I'll wait and see what shakes out, but according to the IRS, the reduction I saw was right in line with the rest in my percentile bracket. A lot of people don't believe they got one, but even the New York Times set the record right (https://www.nytimes.com/2019/04/14/business/economy/income-tax-cut.html).

I know the Tax Policy Center skews left, which is why I balance analysis with the Tax Foundation which is center-right. Between the two I figure I'll get an accurate picture (https://taxfoundation.org/biden-budget-tax-proposals-analysis/)

"Across the major provisions we modeled, we estimate the budget raises $2.4 trillion of tax revenue from corporations and $1.4 trillion from individuals from 2023 through 2033.

We estimate the tax changes in the president’s budget would reduce long-run GDP by 1.3 percent. Raising the corporate income tax rate to 28 percent is the largest driver of the negative long-run effects, reducing long-run GDP by 0.7 percent.

The budget would decrease American incomes (as measured by gross national product, or GNP) by 1.5 percent in the long run.

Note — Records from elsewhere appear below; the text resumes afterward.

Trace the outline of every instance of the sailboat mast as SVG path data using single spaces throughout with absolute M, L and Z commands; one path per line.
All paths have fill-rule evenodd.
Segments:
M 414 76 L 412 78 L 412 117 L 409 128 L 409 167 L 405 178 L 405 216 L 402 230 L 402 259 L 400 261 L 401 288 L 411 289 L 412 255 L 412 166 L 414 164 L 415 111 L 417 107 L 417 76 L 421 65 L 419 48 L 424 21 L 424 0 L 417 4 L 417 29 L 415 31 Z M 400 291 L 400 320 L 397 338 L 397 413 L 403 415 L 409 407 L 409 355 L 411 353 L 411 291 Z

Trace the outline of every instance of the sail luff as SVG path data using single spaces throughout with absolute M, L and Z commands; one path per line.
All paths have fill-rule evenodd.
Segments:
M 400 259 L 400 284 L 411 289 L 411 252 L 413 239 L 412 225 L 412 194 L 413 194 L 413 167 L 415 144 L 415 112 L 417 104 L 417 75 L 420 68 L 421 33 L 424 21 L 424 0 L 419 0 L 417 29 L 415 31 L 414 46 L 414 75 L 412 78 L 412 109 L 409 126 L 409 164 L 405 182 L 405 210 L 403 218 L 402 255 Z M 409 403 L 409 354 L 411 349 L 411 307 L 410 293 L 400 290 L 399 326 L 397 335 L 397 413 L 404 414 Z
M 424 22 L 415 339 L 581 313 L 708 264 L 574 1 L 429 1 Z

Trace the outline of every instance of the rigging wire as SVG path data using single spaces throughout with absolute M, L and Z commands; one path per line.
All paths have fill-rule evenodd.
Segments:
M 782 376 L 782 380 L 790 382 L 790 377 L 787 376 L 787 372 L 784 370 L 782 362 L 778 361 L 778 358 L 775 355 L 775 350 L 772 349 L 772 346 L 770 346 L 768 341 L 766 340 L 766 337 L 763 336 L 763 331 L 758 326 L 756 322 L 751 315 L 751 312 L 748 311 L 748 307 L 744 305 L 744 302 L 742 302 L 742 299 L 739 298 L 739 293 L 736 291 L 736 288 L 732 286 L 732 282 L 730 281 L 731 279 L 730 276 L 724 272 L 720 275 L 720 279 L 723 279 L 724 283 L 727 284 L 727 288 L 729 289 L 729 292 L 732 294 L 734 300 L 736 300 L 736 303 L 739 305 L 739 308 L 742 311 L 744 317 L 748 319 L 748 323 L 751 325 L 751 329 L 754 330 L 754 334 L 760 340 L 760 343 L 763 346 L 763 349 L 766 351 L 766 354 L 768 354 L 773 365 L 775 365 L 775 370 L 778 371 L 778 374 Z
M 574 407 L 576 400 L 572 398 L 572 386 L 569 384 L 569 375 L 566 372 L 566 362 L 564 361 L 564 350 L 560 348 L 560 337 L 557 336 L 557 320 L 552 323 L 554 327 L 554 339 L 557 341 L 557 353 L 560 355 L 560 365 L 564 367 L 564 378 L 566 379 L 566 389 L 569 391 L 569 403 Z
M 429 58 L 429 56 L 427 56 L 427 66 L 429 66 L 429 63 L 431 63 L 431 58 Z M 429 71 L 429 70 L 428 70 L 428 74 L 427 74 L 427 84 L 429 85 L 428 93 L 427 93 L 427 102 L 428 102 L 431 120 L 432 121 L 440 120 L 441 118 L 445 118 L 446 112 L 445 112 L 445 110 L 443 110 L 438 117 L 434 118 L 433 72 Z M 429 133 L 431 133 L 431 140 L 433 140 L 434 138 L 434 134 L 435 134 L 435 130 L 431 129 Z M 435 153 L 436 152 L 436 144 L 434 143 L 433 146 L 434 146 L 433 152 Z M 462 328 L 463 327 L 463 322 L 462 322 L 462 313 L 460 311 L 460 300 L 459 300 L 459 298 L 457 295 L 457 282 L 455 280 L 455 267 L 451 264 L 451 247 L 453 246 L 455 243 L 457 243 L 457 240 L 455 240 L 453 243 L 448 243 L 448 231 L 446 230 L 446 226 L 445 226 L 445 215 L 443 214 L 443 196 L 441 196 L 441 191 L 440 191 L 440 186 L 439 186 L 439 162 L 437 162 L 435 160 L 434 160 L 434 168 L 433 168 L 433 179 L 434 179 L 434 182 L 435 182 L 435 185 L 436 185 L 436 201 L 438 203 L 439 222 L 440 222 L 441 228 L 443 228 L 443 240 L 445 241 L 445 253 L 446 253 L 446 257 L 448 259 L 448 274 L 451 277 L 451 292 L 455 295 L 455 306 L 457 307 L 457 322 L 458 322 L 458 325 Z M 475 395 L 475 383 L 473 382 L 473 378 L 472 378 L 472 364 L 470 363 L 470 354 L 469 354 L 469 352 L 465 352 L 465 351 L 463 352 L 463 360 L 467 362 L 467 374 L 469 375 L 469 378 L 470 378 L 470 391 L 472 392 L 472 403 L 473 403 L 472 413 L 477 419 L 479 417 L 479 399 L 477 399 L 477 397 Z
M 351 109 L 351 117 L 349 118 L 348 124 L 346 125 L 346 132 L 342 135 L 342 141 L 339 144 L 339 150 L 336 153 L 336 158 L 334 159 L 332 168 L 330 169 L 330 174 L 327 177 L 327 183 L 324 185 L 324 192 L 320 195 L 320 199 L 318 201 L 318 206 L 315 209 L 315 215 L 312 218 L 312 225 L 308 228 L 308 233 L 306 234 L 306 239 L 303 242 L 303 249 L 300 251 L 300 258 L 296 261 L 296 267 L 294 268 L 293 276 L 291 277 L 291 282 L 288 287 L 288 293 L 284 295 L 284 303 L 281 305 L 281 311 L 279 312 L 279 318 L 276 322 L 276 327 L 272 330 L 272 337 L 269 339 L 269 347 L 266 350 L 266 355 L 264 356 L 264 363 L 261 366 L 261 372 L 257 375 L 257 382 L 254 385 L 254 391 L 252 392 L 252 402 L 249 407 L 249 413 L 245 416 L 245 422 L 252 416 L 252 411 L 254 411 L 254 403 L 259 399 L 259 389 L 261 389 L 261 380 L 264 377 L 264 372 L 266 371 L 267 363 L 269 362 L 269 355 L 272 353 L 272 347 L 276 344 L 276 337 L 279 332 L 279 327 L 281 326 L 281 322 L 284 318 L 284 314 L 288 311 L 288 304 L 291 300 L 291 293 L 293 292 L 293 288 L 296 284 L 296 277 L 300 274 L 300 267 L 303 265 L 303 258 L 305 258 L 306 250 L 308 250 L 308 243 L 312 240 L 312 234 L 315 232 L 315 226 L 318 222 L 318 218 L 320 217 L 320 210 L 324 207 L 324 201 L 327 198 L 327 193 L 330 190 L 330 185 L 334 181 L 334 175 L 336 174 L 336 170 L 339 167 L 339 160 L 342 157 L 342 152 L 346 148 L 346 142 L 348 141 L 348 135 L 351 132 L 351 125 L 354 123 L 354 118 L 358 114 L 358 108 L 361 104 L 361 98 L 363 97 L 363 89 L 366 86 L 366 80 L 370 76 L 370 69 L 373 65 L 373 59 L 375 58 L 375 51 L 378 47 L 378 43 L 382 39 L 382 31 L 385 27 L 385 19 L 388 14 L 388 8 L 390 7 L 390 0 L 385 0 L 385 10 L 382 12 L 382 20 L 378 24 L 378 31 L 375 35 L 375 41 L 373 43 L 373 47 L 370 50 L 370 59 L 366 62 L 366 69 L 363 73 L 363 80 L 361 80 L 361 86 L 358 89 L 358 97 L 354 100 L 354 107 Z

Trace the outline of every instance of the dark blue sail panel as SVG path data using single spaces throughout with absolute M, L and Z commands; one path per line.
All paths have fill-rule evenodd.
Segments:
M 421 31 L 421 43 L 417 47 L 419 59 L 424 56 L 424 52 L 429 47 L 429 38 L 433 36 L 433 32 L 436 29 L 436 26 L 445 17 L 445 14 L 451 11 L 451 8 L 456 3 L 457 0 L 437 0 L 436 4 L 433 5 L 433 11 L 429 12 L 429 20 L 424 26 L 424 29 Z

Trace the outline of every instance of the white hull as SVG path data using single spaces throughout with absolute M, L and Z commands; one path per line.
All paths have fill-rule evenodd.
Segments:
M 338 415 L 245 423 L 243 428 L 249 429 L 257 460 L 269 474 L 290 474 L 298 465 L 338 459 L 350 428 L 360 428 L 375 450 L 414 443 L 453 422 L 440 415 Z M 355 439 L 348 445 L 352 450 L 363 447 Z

The reduction in the budget deficit increases American incomes by about 0.01 percent but is offset by a greater reduction in incomes due to the tax increases.

The budget would reduce the capital stock by 2.4 percent, wages by 1.0 percent, and full-time equivalent employment by about 335,000 jobs."

So, Good and Bad.
Good: They also predict a reduction of the deficit in the plan ($2.5T over 10 years)
Bad: 1.3% decline in GDP, 1% reduction in wages and 335k jobs lost,

The additional $2.3T in spending and new tax credits will be offset by a projected $4.8T in additional taxes (i.e., $2.5T in deficit reduction).

However, the cautionary tale is that spending is a given and savings are always a best guess and at least $1T of the projected is from " two highly uncertain sources, the billionaire minimum tax and the UTPR, neither of which have been implemented in the U.S. or elsewhere, leaving little to go on for revenue estimation purposes."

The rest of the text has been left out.